Civil rights leader Lucille Times dies at 100
She is best known for launching a boycott of city buses in Montgomery six months before Rosa Parks was arrested
Montgomery civil rights activist Lucille Times passed away Monday evening at the age of 100.
Her death was confirmed by her nephew Daniel Nichols to WSFA.
Times is best known for launching a boycott of city buses in Montgomery six months before Rosa Parks was famously arrested for refusing to give up her seat to a white male passenger.
Times began her own boycott of the buses in 1955 after getting into a fistfight with James F. Blake – the same Montgomery bus driver that demanded Parks give up her seat on his bus.
“I started the Montgomery Bus Boycott,” Times said in 2017 during “A Conversation with Lucille Times” at the Rosa Parks Museum.

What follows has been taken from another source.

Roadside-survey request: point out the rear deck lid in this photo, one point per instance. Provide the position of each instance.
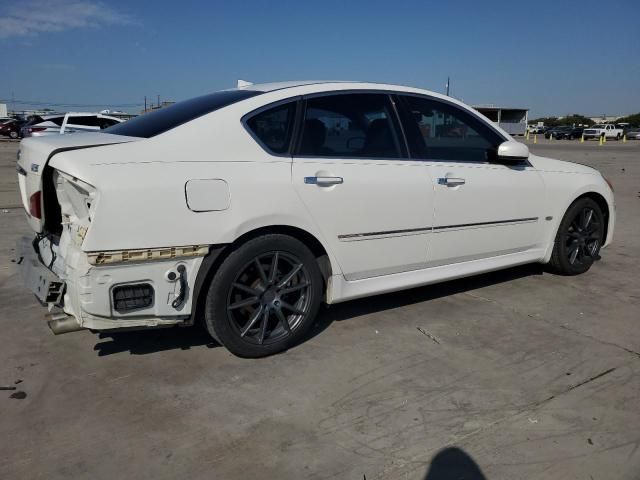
(36, 152)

“The bus driver got angry and tried to run me off the road and into a ditch,” Times said. The incident led to a verbal confrontation during which she laid hands on the man and two Montgomery policemen had to separate the two.
Times wasn’t arrested, but the incident inspired her to take action.
“I called the bus office three times to report James Blake, but the owner of the bus company would never return my call. I started the bus boycott the next day,” she said.
From there, Times began to provide transportation for Black residents of Montgomery who were waiting at bus stops. When the Montgomery Bus Boycott officially began, others joined in on what she had been doing for months. While Times’s efforts faded away into obscurity, Parks’ defiance catapulted her into history.
Parks changed the course of history and sparked the civil rights movement on Dec. 1, 1955, when she refused to give up her seat on a public bus to a white man in Montgomery, Alabama. That date is now regarded as Rosa Parks Day in recognition of her act of defiance, theGRIO previously reported.
Parks was a seamstress on her way home from work when she took a seat in the front of the Black section of the Montgomery bus. The 42-year-old was then ordered by the driver to give up her seat to a white man when the bus became crowded. He was empowered by a statute that allowed the driver “powers of a police officer of the city while in actual charge of any bus for the purposes of carrying out the provisions,” which enforced ‘separate but equal’ treatment.
Parks refused to move to the back of the bus and was arrested for disorderly conduct.
“It is hard for us today to imagine the type of treatment African Americans, particularly the African American women, had to endure during those times,” Rosa Parks Museum director Dr. Felicia Bell previously said. “There were many people who played a role in the events leading up to the Montgomery Bus Boycott. We are grateful that Mrs. Times has shared her story with us so that we can share it with others.”
“You’ve got to fight…you’ve got to fight,” Times said, shaking a fist in the air. “You don’t get nothing for free. I’ve been a fighter all of my days.”
One user wrote, “Not all heroes wear capes or seek recognition, but Ms. Lucille Times deserves her proper recognition for starting the fight for equality and civil rights for every Black person in America.”
Another wrote, “We went our whole lives learning about Rosa Parks telling that bus driver she wasn’t moving, but they never taught us about the Black lady who socked the exact same bus driver directly in his sh– 6 months earlier. I wonder why.”
Times and her husband Charlie participated in the Selma to Montgomery March in 1965. As reported by WSFA 12 News, the couple were members of the NAACP, and charter members of multiple organizations and clubs. Their home, where they’d lived since 1939, has been on the Alabama Register of Landmarks and Heritage since 2007.
In Feb. 2017, Times won the Unsung Hero Award in Montgomery, per the report.
A public viewing is scheduled for Aug. 20 at Phillips-Riley Funeral Home in Montgomery. Funeral services will reportedly be held Sunday afternoon at St. Jude Catholic Church. Burial will follow in the Oakwood Annex Cemetery.
*This story contains additional reporting from theGRIO’s Stephanie Guerilus.